Chemical Looping Process for Super-Dry Reforming of CO2 into CO
Driven by the need to develop technologies for converting large amounts of CO2, the super-dry reforming concept has been proposed and demonstrated on a small lab scale unit (g/h scale) in the Laboratory for Chemical Technology (LCT) at UGent.
Compared to regular dry reforming of (bio)methane, super-dry reforming is a strongly intensified process as it converts up to three CO2 molecules per molecule of CH4 into a pure CO stream. Taking into account that potential bio-methane production in the EU can reach up to 30Mt/y in the coming decade, this would allow to convert around 10% of current stationary point CO2 emissions into CO. This corresponds to converting more than 250 Mt/year CO2 per year! Note that, in principle, any methane rich source can be used so this figure might even be higher. In combination with renewable H2, produced for example from green electricity, CO can become a key platform molecule in a sustainable future.
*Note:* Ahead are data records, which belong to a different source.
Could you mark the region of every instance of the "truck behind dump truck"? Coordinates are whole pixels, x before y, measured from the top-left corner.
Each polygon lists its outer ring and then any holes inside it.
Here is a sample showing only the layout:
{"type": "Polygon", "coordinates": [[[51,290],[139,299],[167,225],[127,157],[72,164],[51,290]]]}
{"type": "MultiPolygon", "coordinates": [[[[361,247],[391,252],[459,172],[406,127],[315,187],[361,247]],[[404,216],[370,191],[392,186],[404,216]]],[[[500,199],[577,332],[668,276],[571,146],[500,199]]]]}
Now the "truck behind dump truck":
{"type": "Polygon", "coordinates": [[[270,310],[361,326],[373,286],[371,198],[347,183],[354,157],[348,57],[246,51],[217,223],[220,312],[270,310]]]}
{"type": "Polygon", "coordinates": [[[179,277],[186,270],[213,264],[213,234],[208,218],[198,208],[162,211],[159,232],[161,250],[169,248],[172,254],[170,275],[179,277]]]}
The key challenge in deploying and commercializing chemical looping is the robustness and economic readiness of the oxygen carriers for long-term viable operation at industrial conditions. A large gap exists between laboratory materials, even though demonstrating excellent characteristics, and the corresponding industrial solids.
In addition to producing efficient materials on 100 kg scale, the SDR project aims to build a demonstration setup at pilot level, based on a multi-reactor configuration. As such, this project will be a major contributor to the transition from a linear to a circular economy, aiming at sustainable development by replacing the ‘end-of-life’ concept with the reuse of two of the most important greenhouse gasses: CO2 and CH4.
Project type: LSI in MOT3 Electrification & Radical Process Transformation
Approved on: 20/12/2019
Start date: 01/01/2020 (with a maximum duration of 36 months)